Depuis trois ans, une obligation déclarative s’impose à certains citoyens, souvent méconnue et pourtant essentielle. Sa récente mise en place concerne des profils bien précis, qu’il convient d’identifier pour éviter toute omission préjudiciable.

Image de mains manipulant une souris d'ordinateur parmi des post-it éclatants.
Image d'illustration. Mains sur une souris d ordinateur avec des post it colorés — ADN

Tl;dr

  • Nouvelle déclaration immobilière obligatoire pour les propriétaires.
  • Date limite fixée au 1ᵉʳ juillet 2026.
  • Procédure en ligne via « Gérer mes biens immobiliers ».

Une double actualité fiscale ce printemps

Alors que la saison des déclarations d’impôts bat son plein en ce printemps 2026, une autre obligation administrative interpelle discrètement bon nombre de Français.

Si le classique formulaire de revenus mobilise déjà l’attention, les propriétaires doivent désormais composer avec une démarche complémentaire, instaurée il y a peu et encore loin d’être entrée dans toutes les habitudes.

Déclaration immobilière : qui est concerné ?

Loin de se limiter à la traditionnelle taxe foncière, cette mesure concerne la situation de vos biens immobiliers. Depuis 2023, l’administration fiscale exige que chaque propriétaire informe l’État du statut d’occupation de ses logements – qu’ils soient occupés, loués ou vacants – à la date du 1ᵉʳ janvier.

Selon le site officiel service-public.fr, cette formalité s’effectue via le portail en ligne « Gérer mes biens immobiliers », intégré à l’espace personnel sur impots.gouv.fr. Une nouveauté qui, il faut bien l’admettre, a surpris plus d’un contribuable lors de sa mise en place.

Dans quels cas devez-vous agir ?

Pour éviter toute mauvaise surprise, mieux vaut retenir que la prochaine échéance tombe au 1ᵉʳ juillet 2026. Sont tenus de remplir cette déclaration :

  • Tous ceux dont la situation ou l’usage d’un bien a évolué entre le 2 janvier 2025 et le 1ᵉʳ janvier 2026 (un nouveau locataire, un logement devenu vacant ou secondaire…)
  • Les propriétaires n’ayant pas signalé une modification survenue précédemment.
  • Ceux qui n’ont jamais renseigné la situation d’un bien détenu.

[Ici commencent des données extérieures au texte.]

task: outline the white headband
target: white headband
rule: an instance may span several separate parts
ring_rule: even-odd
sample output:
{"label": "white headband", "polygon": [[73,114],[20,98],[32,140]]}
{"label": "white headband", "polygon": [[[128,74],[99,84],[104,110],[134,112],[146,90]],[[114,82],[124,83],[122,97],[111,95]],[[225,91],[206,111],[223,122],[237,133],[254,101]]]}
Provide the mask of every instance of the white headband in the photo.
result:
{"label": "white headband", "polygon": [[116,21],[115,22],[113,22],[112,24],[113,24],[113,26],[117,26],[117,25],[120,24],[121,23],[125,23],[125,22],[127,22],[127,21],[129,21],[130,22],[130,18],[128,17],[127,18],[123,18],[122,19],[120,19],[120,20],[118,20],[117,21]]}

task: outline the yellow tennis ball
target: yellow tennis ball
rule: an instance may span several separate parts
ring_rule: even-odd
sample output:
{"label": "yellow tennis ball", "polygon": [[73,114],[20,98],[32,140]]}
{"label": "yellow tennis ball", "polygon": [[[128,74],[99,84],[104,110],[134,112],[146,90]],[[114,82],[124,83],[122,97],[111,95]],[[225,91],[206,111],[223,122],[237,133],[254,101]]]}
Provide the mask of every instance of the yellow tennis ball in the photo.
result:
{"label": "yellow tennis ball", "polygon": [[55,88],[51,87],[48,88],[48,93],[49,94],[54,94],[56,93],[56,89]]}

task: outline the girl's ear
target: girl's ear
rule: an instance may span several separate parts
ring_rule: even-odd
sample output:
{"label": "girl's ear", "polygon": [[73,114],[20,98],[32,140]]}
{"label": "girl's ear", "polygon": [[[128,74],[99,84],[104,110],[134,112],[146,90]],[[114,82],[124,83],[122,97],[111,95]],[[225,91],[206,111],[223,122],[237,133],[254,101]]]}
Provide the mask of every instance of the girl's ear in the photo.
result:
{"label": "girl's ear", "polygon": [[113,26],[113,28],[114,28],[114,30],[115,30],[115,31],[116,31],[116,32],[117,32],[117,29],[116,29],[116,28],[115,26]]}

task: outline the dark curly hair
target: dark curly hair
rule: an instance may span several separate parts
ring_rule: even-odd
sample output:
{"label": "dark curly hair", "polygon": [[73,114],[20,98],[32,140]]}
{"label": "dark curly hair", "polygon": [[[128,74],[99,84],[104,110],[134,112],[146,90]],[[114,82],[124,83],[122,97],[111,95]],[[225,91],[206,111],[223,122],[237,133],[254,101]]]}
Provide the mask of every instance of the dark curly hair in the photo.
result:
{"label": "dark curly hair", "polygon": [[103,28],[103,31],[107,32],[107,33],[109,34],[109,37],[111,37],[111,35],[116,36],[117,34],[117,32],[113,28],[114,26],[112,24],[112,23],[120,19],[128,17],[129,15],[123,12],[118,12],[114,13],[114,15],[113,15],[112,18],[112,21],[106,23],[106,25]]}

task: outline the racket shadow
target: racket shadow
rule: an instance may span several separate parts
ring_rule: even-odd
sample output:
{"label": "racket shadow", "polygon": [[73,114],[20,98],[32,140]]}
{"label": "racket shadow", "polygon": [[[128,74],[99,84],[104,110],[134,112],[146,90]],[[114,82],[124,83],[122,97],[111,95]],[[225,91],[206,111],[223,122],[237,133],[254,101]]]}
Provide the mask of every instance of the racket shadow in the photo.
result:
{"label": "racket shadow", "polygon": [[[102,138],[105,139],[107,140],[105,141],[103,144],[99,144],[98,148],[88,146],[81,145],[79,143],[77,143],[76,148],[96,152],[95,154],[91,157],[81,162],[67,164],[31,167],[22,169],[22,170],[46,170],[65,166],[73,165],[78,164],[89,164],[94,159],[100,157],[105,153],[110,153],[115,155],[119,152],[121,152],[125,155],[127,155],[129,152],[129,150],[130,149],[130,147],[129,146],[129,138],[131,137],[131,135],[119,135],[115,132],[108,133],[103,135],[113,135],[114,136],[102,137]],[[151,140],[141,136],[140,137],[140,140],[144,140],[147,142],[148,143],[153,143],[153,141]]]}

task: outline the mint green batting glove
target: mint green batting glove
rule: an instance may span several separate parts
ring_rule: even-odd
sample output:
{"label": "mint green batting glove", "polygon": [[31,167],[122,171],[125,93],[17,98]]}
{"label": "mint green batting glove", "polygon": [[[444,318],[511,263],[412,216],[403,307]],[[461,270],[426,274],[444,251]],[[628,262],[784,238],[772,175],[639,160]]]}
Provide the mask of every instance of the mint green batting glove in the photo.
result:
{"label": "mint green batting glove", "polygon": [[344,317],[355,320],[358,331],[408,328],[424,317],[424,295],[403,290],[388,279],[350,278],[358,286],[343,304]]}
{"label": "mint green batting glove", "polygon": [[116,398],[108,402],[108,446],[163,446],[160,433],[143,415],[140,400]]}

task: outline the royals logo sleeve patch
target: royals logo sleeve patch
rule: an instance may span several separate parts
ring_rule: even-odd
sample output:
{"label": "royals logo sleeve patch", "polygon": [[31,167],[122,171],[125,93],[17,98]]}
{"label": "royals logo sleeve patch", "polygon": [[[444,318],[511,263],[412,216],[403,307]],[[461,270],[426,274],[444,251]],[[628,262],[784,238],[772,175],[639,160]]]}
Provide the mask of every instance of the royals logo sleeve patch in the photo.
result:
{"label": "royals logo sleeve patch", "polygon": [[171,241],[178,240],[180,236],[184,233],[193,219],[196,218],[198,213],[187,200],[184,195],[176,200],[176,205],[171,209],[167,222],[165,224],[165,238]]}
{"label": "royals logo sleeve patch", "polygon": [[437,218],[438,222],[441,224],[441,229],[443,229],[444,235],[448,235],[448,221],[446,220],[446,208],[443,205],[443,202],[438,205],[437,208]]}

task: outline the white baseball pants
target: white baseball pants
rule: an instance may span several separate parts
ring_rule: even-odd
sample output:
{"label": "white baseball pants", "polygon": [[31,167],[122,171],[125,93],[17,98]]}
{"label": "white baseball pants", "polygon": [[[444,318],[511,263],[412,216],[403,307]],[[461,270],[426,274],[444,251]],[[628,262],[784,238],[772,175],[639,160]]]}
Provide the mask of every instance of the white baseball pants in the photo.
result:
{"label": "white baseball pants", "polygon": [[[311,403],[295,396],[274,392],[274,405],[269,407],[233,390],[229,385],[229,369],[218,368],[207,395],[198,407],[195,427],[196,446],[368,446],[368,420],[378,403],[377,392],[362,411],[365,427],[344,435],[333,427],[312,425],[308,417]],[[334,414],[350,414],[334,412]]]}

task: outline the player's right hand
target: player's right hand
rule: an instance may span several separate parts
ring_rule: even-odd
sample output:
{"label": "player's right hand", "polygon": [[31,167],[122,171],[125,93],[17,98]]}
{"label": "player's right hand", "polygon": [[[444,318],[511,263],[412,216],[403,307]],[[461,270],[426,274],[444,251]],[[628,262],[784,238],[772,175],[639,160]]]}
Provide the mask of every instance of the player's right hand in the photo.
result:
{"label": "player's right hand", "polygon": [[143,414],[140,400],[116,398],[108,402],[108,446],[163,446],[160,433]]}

Démarches simplifiées mais attention aux oublis

Bien que la date butoir soit fixée début juillet, il reste possible d’anticiper ou même de déclarer tout changement tout au long de l’année, une souplesse bienvenue. Pour cela, il suffit de se connecter à son espace sécurisé sur le site des impôts et d’accéder au service « Gérer mes biens immobiliers ». À noter également : lors de votre déclaration annuelle de revenus en ligne, si une modification est nécessaire concernant un bien immobilier, vous serez automatiquement redirigé vers cet outil.

En définitive, cette nouvelle procédure vise à fiabiliser les informations détenues par l’administration fiscale sur le patrimoine immobilier des Français. Un rappel utile : mieux vaut ne pas négliger cette étape pour éviter tout désagrément futur avec le fisc.